Background Process of "Docker Pull"

Overview

The docker pull command is used to download a Docker image from a Docker registry to your local machine. By default, it pulls images from Docker Hub, the official public repository, but it can also pull from other custom registries.When you run  the docker pull  command the Docker client itself acts as the command-line interface, which sends high-level requests (like docker pull) to the Docker daemon. The daemon does the heavy lifting, coordinating all the background processes to make images and containers available for use.

What happen in the background ?

1. Client-Registry Communication Initialization

• Docker establishes a connection to the registry (e.g., Docker Hub or a custom registry) specified in the image name. If no registry is specified, Docker defaults to Docker Hub.
  
• The Docker client prepares to interact with the registry’s API, which is responsible for handling image requests and supplying metadata.

2. Image Name Parsing

• Docker parses the image name to identify four main parts:
  • Registry: The server (e.g., docker.io for Docker Hub or a custom server).
  • Repository: The organization or user owning the image (e.g., library for official images).
  • Image Name: The actual image (e.g., nginx).
  • Tag: The version of the image (e.g., latest); if not specified, Docker assumes latest.

3. Image Authentication (Optional)

• If the image is private, Docker checks for credentials. This may involve:
  • Using cached login credentials.
  • Prompting the user for a username and password.
• If credentials are valid, Docker can proceed; otherwise, the user receives an authentication error.

4. Manifest Request and Retrieval

• Docker sends a request to the registry’s API to retrieve the manifest of the image.
• The manifest is a JSON file that includes details like:
  • Layer digests (unique hashes) that identify each layer of the image.
  • Metadata such as architecture and OS compatibility.
• Docker reads this manifest to understand the structure of the image.

5. Manifest Parsing and Layer Identification

• Docker parses the manifest file to extract a list of layers.
• Each layer is identified by a unique SHA256 digest which acts as its fingerprint, allowing Docker to recognize if any layer is already stored locally.

6. Layer Check (for Local Layers)

• Docker compares each layer’s digest in the manifest against its local storage to see if the layer is already available.
• If a layer with the matching digest exists, Docker skips downloading that layer to save bandwidth and time.

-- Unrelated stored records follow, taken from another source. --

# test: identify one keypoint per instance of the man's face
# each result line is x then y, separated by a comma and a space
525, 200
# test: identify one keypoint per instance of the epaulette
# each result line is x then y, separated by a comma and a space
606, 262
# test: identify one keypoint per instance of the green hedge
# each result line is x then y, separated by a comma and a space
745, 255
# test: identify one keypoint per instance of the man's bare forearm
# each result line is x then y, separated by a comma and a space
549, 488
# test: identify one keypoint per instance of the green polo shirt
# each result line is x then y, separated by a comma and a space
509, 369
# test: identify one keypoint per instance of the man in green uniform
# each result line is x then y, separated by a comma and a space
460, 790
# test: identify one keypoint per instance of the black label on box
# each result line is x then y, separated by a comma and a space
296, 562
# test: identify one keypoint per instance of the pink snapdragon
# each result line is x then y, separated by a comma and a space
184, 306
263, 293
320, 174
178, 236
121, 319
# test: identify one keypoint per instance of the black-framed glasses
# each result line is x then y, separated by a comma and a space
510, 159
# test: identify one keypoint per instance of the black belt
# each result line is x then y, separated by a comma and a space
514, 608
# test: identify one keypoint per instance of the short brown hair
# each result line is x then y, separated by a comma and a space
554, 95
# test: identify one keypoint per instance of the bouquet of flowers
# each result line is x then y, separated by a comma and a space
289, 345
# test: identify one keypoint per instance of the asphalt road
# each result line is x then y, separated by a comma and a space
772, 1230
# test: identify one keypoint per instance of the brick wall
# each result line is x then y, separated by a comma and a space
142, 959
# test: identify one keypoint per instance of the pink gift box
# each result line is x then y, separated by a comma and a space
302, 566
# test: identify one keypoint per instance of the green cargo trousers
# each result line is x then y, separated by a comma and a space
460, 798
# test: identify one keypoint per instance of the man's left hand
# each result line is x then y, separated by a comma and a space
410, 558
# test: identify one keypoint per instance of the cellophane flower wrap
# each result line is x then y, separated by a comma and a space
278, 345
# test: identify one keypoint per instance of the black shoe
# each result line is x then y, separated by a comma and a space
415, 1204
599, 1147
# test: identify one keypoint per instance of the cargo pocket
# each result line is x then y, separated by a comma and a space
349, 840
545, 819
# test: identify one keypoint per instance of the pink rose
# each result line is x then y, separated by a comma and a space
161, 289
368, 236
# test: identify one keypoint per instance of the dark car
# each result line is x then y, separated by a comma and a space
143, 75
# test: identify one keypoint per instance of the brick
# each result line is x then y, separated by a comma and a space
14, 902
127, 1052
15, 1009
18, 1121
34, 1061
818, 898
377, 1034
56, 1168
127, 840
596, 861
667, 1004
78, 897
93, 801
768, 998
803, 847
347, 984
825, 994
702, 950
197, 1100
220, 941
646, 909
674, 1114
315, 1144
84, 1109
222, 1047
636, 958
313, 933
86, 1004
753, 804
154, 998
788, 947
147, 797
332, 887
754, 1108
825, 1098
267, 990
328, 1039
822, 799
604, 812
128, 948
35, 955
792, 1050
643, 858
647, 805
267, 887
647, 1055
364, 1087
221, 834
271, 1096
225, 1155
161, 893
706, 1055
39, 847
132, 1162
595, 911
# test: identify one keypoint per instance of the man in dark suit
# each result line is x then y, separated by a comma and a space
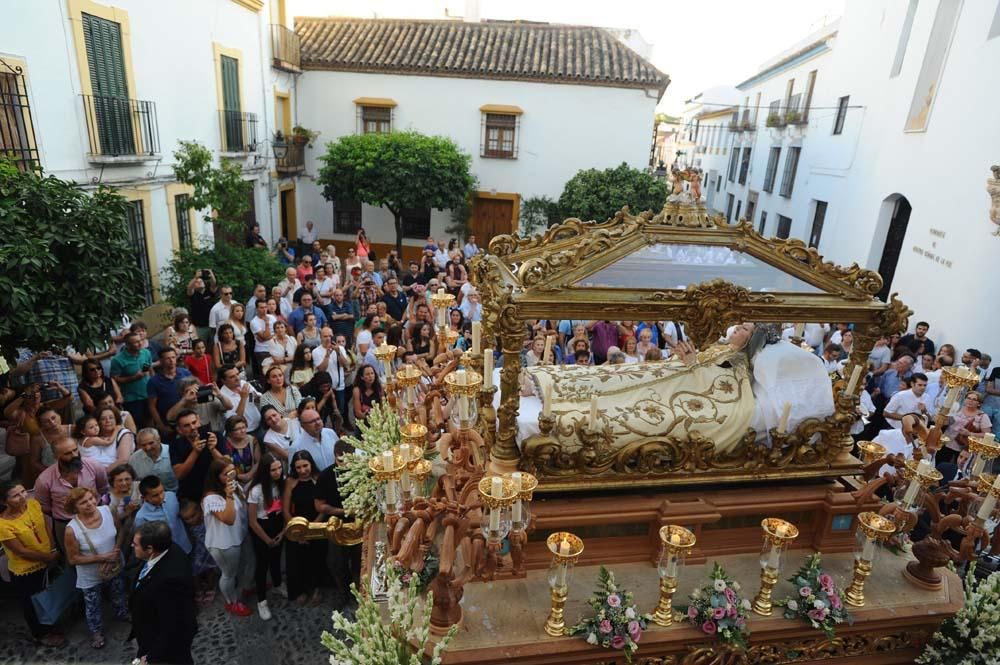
162, 598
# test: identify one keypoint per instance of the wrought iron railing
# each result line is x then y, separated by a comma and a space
285, 48
117, 126
239, 131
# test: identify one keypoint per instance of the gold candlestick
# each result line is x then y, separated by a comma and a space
778, 535
566, 549
872, 530
676, 544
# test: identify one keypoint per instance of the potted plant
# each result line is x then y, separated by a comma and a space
302, 136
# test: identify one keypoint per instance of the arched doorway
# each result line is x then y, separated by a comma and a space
890, 232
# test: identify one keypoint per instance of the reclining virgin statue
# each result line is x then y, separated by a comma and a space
717, 394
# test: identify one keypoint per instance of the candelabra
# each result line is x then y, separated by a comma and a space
778, 535
566, 549
676, 543
873, 530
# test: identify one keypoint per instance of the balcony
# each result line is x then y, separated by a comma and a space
294, 161
285, 49
239, 132
120, 130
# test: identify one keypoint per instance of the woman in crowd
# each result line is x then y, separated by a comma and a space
123, 440
282, 349
302, 366
305, 561
226, 532
309, 336
94, 381
229, 349
180, 336
93, 545
280, 394
199, 363
970, 419
27, 539
266, 519
281, 432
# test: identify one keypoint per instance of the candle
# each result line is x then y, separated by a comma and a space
853, 383
517, 479
786, 411
496, 491
488, 368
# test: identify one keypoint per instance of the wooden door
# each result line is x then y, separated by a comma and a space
491, 217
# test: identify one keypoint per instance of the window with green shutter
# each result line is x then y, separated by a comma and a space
109, 85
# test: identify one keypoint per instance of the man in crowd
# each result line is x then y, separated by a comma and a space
191, 453
161, 599
130, 369
163, 389
318, 440
912, 400
152, 458
54, 484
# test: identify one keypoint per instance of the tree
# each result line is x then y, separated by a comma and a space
397, 170
598, 195
68, 269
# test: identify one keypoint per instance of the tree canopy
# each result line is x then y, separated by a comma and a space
397, 170
68, 269
598, 195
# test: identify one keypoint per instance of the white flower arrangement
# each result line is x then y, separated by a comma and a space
401, 640
971, 637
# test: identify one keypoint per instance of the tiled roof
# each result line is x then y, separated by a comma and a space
493, 49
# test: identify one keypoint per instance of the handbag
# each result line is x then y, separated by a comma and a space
107, 570
58, 596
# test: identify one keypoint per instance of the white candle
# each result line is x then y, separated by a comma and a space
853, 383
488, 368
496, 491
786, 411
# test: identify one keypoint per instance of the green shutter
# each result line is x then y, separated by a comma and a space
109, 85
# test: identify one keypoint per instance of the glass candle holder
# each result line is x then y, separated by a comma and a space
676, 544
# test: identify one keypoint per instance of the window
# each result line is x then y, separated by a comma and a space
817, 230
346, 216
772, 169
904, 39
416, 222
733, 159
183, 220
376, 120
17, 134
838, 123
744, 166
929, 79
137, 235
784, 226
791, 165
500, 135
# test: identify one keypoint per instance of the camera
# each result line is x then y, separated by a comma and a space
204, 394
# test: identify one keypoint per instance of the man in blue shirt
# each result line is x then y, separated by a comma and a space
160, 505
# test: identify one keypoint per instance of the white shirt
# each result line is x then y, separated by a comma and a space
905, 402
250, 412
218, 315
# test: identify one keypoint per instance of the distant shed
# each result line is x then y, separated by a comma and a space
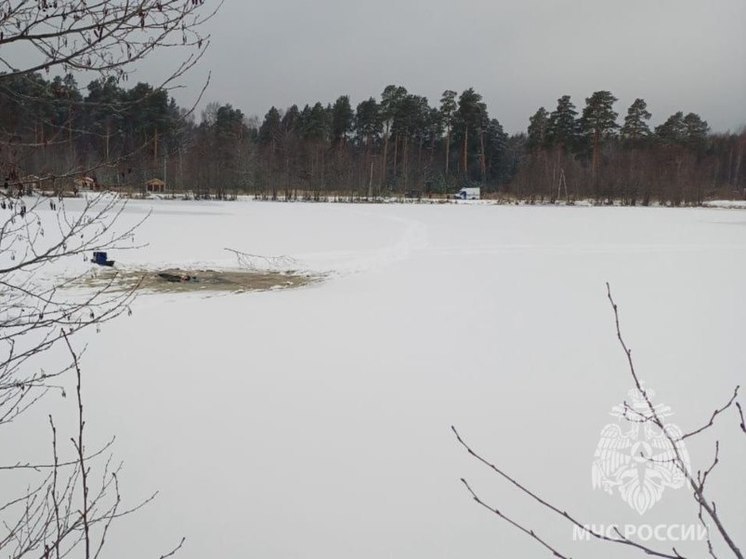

7. Layer Download (for Missing Layers)

• For layers not found locally, Docker downloads them from the registry.
• Each layer is fetched individually, starting with the base layers and moving up, allowing partial images to be used in other builds if they are incomplete.

 

8. Layer Decompression

• Downloaded layers are compressed, so Docker decompresses each one as it arrives.
• Decompression converts each layer back into its original filesystem format, preparing it for use.

9. Layer Storage in Local Cache

• Docker stores each decompressed layer in a local cache directory (usually /var/lib/docker on Linux).
  

• This cache allows Docker to reuse layers across different images and avoid repeated downloads.
•  Inside this directory, each layer has its own folder. However, these are not organized by image, so navigating manually can be complex.

10. Image Assembly by Layer Stacking

• Docker assembles the image by stacking the layers in the correct order, starting from the base layer and adding each successive layer on top.
• Docker stores layers in a local directory (typically /var/lib/docker/overlay2 on Linux).
• Inside this directory, each layer has its own folder. However, these are not organized by image, so navigating manually can be complex.
  
  
  
  
  
  
• The final image’s filesystem represents all changes from each layer combined.

11. Image Tagging (Name and Version)

• Docker tags the assembled image with the specified name and version (e.g., nginx:latest).
• Tagging creates a unique reference for the image, making it easier to run or manage later.

12. Confirmation of Successful Pull

• Docker completes the pull process and confirms the image is fully downloaded and assembled.
• The image is now available locally and ready for use, and Docker outputs the image’s ID to confirm success.